THE ARCHITECT'S ART. Postmodern design's appeal: fa,cade and fancy, not function

THE HISTORY OF POSTMODERN ARCHITECTURE by Heinrich Klotz, Cambridge, Mass.: MIT Press, 461 pp. $60

IN ``The History of Postmodern Architecture,'' Heinrich Klotz sees the movement of the last 25 years as rescuing and revitalizing popular architecture. Modernism dominated architecture for most of this century. In classical modernism, form followed function (sometimes gracefully, as in the works of Gropius, Mies van der Rohe, or Corbusier). But in the 20th century's headlong rush for efficiency, modernist architecture became increasingly functional; in the process it became unpopular.

As a movement, postmodernism has had a rather short life. Though it responds to some of the criticism of modernism - and could be seen as a somewhat comic reaction to it (it replaces a bare fa,cade with illusionistic ornament) - postmodernism has failed to garner wide acceptance.
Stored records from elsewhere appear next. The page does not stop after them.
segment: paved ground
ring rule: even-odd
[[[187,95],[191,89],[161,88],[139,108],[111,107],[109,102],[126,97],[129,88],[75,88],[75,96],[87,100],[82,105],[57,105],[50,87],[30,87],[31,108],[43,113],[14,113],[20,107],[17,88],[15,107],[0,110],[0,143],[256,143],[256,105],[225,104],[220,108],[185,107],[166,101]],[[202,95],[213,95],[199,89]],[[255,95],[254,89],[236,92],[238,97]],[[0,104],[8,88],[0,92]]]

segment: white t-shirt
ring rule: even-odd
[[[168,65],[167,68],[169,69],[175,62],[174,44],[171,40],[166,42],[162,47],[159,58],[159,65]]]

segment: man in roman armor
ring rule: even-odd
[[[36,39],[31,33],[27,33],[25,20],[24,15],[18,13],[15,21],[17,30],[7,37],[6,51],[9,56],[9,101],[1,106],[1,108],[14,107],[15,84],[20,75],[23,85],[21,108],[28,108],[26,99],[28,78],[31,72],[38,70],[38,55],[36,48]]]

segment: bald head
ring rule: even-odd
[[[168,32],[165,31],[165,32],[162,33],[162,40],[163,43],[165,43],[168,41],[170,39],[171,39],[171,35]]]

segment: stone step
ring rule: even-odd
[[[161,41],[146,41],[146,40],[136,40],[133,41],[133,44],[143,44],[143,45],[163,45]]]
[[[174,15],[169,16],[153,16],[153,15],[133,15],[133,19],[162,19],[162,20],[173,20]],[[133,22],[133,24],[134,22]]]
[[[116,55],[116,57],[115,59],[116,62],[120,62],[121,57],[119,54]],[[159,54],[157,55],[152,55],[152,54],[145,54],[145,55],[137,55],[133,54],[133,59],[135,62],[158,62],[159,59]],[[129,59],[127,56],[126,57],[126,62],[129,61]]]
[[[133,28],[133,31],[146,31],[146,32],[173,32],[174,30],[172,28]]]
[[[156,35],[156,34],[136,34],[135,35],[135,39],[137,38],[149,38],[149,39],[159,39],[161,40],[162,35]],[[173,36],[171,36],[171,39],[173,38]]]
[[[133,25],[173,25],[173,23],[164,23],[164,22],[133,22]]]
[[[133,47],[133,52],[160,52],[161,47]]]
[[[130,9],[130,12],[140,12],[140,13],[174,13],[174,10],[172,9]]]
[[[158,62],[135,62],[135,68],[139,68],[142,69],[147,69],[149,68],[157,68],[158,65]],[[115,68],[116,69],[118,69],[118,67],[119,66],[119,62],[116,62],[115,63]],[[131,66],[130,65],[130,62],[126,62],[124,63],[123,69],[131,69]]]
Klotz's book catalogs the twists and turns that postmodernism has taken in its 25-year history. It presents chronologically a mix of photographs, drawings, elevations, and floor plans.

It's more a history than an art book. Through dense columns of text and detailed illustration, Klotz reveals the incredible variety in postmodern experimentation. He points to Charles Moore's Piazza d'Italia in New Orleans; Arata Isozaki's Municipal Museum in Tsukuba, Japan; and Ricardo Bofill's Arena apartment complex in Marne la Vall'ee, France, as vigorous efforts to revise the tired functionalism of modern architecture.

Commercial buildings have some of the most visible postmodern designs. In Vienna, one of Hans Hollein's travel bureaus remakes the inside of an existing building to project the image of a travel destination. Shiny brass pillars sprout metal palm leaves beneath soft light from a false solarium roof, creating vague notions of the tropics or a desert oasis.

Klotz claims that functionalism failed because architects did not use symbolism to stir people's imaginations and aspirations. He shows how inspiration from the past - columns, traditional materials, and elements from a variety of historical sources - are used in postmodernism. Klotz says they supply the symbolism or complexity missing from modern, functionalist architecture.

But he ignores a fundamental question: Why do people want or need symbolism in architecture?

In this book, Klotz does not consider the many failed postmodern experiments. In corporate competitions, postmodern architects do not appeal successfully to the business style. Sober, conservative, efficiency-oriented designs better fit corporate interests. This may be the reason few postmodern designs are actually built.

In his afterword, Klotz mentions a few architects who are not working in postmodern styles. He does not say that these architects are responding critically to postmodernism. Some of their works seem to draw inspiration from classical modernism, not postmodernism. Zaha Hadid, Frank Gehry, and Coop-Himmelblau are mentioned. Klotz does not try to fit them into his postmodern scheme, because their assumptions (they are modernist but not reactionary) would seriously undermine the thesis of his book - that postmodernism is alive and well.